Will Canada's economy gain momentum in 2017?
With stable oil prices, increased infrastructure spending, an improving US economy, new pipeline and still very low interest rates, captains of Canadian industries, particularly from the energy sector, believe the economy will look up in 2017.
With the decline in energy prices starting late 2014, oil companies reeled in investment spending and Alberta has lost 140,000 jobs since December 2014, the media reported.
Now, with the price of West Texas Intermediate hovering around US$50 a barrel, boosted by OPEC’s deal to cut supply, most economists expect business investment to pick up, reported Epoch Times.
In a statement in December this year, Bank of Canada said "The effects of federal infrastructure spending are not yet evident in the GDP data."
The measures and expenditures needed time to work through the system unlike Canada Child Benefit.
An estimated 0.4 percent increase in GDP expected in 2017 due to infrastructure spending and business investments are likely to boost the housing market in 2017 believes the Royal Bank of Canada.
While most business executives in Canada believe that by the end of 2017, crude oil price is likely to shoot up considerably, as per the Gandalf Group's Quarterly C -suite survey of 155 executives from Canada's largest companies, 69 percent said they expect the Trump administration to be supportive towards Canadian Oil & Gas sector.
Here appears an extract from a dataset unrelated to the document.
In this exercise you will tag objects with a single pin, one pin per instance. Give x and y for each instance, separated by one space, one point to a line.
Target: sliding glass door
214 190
Of those surveyed, 13 percent have set up their business plans in accordance with the upcoming change in the US administration.
However, ATB Financial's Chief Economist Todd Hirsch said, "We don't see the oilsands as an enormous driver of future investments in the province [of Alberta ], at least not in 2017."
The Epoch Times quoted Hirsch as saying that Alberta's unemployment rate is likely to remain elevated at 9 percent during the first half of 2017 making the environment very much recessionary.
RBC's forecast of 2.2 percent growth of Alberta's economy, similar to the forecast of ATB Financial's 2.1 percent, reflects that Alberta is likely to be among the best performing provincial economies of the year.
In the past few years, job growth and wage increase had been much slower in Canada compared to America, according to media reports.
More part time jobs were created rather than full time job which, according to RBC Deputy Chief Economist Dawn Desjardins, was predominantly a supply side issue than demand one.
RBC's November job analysis revealed that many of the jobs were created because of people who preferred this kind of jobs than full time, media reported.
Experts say it is hard to determine how long this ongoing split between part time and full-time jobs wil continue.
Desjardins said, "It could be the inflection point that people almost want to work more part time, or we could see the reverse as we go through next year".
The housing market is likely to remain volatile in 2017 as home sales rose to 4.4 percent in 2016 and prices rose to 9.5 for average house, according to market reports.
For 2017, RBC forecasts 11.9 percent decline in home resales and 1.9 percent in price fall.
Bank of Canada reiterated its warning about housing market vulnerabilities, about highly indebted homeowners and where price of houses rose too much too fast.
However, 72 percent of the business executives are optimistic about growth in the Canadian economy post US election as against 65 percent in the third quarter, media reports said.
But the biggest worry as per C-Suite is the way the Trump administration is likely to follow regarding free trade agreements and tariffs on Canadian exports.
Preserving free trade, tariff levels and market access, are the top issues for the Canadian Government to prioritize in its relations with the Trump administration as far as business leaders are concerned.